What is SuperDARN UK?

SuperDARN UK is a new initiative to create a unified national facility to strengthen UK leadership in upper atmospheric science and provide new cross-disciplinary research opportunities to the UK science community [find out more]

The facility currently comprises three upper atmospheric radars operated by the British Antarctic Survey and University of Leicester – at Goose Green in the Falkland Islands, Hankasalmi in Finland, and Þykkvibær in Iceland. In 2011 we aim to inherit a radar at Stokkseyri in Iceland to be run by a new UK SuperDARN group at Lancaster University, and in 2013 we expect to add another radar at Halley in Antarctica (which was temporarily decommissioned due to the re-building of the station there).

Fields of view (blue shaded segments) of the 3 current and 2 proposed SuperDARN UK radars in Finland and Iceland (left) and in Antarctica and the Falkland Islands (right) showing how together they cover extended regions of the Atlantic longitude sector in opposite hemispheres. Coverage is extended still further by the other SuperDARN radars (blue open segments). Dashed lines are contours of constant geomagnetic latitude at 10° spacing.

These radars are part of the wider international SuperDARN programme currently consisting of 22 similar radars that run continuously to study the upper atmosphere. The main focus has been the Arctic and Antarctic, although recently radars have been deployed at mid-latitudes. In the next 5 years SuperDARN is expected to grow to 36 radars, operated by 15 institutes in 9 different nations.
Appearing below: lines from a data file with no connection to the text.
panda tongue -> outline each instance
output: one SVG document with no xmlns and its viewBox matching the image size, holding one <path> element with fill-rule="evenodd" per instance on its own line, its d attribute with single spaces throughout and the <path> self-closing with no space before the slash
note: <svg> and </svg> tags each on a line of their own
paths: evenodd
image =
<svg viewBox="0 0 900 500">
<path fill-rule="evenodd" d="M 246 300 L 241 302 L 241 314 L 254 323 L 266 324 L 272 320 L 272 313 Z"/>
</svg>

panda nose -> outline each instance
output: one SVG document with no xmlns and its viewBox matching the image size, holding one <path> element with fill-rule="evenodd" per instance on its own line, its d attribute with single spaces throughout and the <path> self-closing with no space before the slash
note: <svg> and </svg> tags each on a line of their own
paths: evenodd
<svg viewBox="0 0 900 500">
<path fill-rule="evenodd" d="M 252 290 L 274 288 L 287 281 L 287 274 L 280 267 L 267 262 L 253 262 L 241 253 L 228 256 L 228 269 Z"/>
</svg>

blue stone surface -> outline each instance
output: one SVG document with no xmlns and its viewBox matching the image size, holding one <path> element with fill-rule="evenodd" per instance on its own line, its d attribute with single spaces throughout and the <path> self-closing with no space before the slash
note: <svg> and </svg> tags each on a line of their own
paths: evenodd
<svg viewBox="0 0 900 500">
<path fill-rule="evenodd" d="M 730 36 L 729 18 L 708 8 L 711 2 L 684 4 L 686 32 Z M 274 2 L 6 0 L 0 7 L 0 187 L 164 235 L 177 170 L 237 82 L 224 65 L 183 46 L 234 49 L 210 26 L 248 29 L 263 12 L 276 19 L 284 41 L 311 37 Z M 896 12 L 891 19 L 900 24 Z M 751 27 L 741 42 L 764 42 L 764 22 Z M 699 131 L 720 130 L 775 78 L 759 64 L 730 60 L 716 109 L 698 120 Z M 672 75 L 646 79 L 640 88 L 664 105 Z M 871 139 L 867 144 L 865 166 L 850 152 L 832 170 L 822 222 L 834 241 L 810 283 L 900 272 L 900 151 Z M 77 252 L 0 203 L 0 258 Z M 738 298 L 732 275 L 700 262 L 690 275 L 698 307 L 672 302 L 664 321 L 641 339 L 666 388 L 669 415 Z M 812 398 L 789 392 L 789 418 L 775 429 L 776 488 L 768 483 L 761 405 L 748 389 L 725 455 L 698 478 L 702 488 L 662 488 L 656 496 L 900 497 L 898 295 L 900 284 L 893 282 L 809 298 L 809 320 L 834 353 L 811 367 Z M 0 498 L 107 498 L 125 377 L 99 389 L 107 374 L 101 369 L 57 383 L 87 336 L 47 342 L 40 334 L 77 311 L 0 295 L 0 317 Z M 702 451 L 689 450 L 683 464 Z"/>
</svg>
The UK has played an influential role in the creation and success of SuperDARN. The British Antarctic Survey have operated a radar at their base at Halley in Antarctica since 1988, funded by the Natural Environmental Research Council. This mirrored a similar American radar at Goose Green in Canada, which together were the progenitors of SuperDARN. The University of Leicester subsequently constructed two Arctic radars at Hankasalmi in Finland and at Þykkvibær in Iceland in 1994, funded by the Particle Physics and Astronomy Research Council. Together with other radars built at this time, they led to the formal creation of SuperDARN.

Due to the rebuilding of the Halley base, the Halley radar temporarily ceased operations in 2008, but a new radar has been built in 2010 at Goose Green in the Falklands Islands in a joint project between BAS and Leicester, funded by NERC.